Dapagliflozin Alleviates Renal Fibrosis by Inhibiting RIP1-RIP3-MLKL-Mediated Necroinflammation in Unilateral Ureteral Obstruction

Dapagliflozin, a sodium-glucose cotransporter-2 inhibitor, offers renoprotection in diabetes. However, potential for use in nondiabetic kidney disease remains unknown. Herein, we assessed whether dapagliflozin alleviates renal fibrosis by interfering with necroinflammation in a rat model of unilateral ureteral obstruction (UUO) and in vitro. After induction of UUO, rats were administered dapagliflozin daily for seven consecutive days. UUO induced significant renal tubular necrosis and overexpression of RIP1-RIP3-MLKL axis proteins; these coincided with NLRP3 inflammasome activation, and subsequent development of renal fibrosis.

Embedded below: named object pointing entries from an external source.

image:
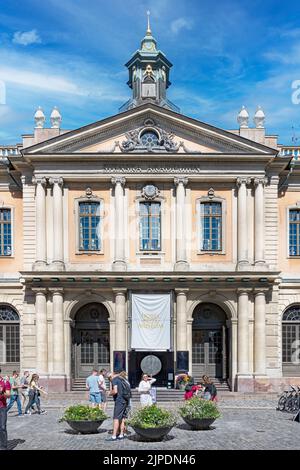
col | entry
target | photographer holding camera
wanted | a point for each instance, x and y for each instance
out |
(4, 394)
(144, 390)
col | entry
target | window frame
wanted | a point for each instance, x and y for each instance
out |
(295, 206)
(12, 218)
(289, 368)
(144, 201)
(9, 323)
(78, 201)
(203, 200)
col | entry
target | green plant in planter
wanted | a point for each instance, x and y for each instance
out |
(83, 413)
(152, 416)
(197, 408)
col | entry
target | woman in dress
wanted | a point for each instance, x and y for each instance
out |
(144, 390)
(34, 395)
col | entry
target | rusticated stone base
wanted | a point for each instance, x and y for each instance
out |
(264, 384)
(55, 383)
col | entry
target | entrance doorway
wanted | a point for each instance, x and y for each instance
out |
(90, 340)
(165, 369)
(210, 341)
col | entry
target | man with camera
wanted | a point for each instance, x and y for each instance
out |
(4, 394)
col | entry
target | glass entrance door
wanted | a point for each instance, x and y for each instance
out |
(207, 352)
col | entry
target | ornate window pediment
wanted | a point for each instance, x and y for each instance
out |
(149, 138)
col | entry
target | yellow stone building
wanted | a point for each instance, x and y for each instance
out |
(151, 239)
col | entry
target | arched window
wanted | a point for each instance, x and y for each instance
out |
(9, 335)
(291, 341)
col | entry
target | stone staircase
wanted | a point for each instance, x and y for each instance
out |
(163, 394)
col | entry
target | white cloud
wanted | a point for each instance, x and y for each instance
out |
(181, 23)
(26, 38)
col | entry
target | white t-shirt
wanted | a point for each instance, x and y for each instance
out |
(102, 383)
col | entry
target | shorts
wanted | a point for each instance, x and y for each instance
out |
(95, 398)
(121, 409)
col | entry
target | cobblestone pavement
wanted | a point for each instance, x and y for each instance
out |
(239, 428)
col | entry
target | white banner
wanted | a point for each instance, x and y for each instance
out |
(151, 322)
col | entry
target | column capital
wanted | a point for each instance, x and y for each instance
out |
(121, 290)
(56, 180)
(244, 290)
(39, 180)
(179, 291)
(181, 180)
(118, 180)
(260, 291)
(56, 290)
(257, 181)
(243, 181)
(39, 290)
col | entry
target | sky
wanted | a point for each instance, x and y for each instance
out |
(225, 54)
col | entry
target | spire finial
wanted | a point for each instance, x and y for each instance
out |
(149, 27)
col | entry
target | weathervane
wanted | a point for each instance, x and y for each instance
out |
(149, 28)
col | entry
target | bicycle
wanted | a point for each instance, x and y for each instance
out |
(289, 400)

Oxidative stress caused by UUO is tightly associated with endoplasmic reticulum stress and mitochondrial dysfunction, leading to apoptotic cell death through Wnt3α/β-catenin/GSK-3β signaling; all of which were abolished by both dapagliflozin and specific RIP inhibitors (necrostatin-1 and GSK872). In H2O2-treated HK-2 cells, dapagliflozin and RIP inhibitors suppressed overexpression of RIP1-RIP3-MLKL proteins and pyroptosis-related cytokines, decreased intracellular reactive oxygen species production and apoptotic cell death, whereas cell viability was improved. Moreover, activated Wnt3α/β-catenin/GSK-3β signaling was inhibited by dapagliflozin and Wnt/β-catenin inhibitor ICG-001. Our findings suggest that dapagliflozin ameliorates renal fibrosis by inhibiting RIP1-RIP3-MLKL-mediated necroinflammation via Wnt3α/β-catenin/GSK-3β signaling in UUO.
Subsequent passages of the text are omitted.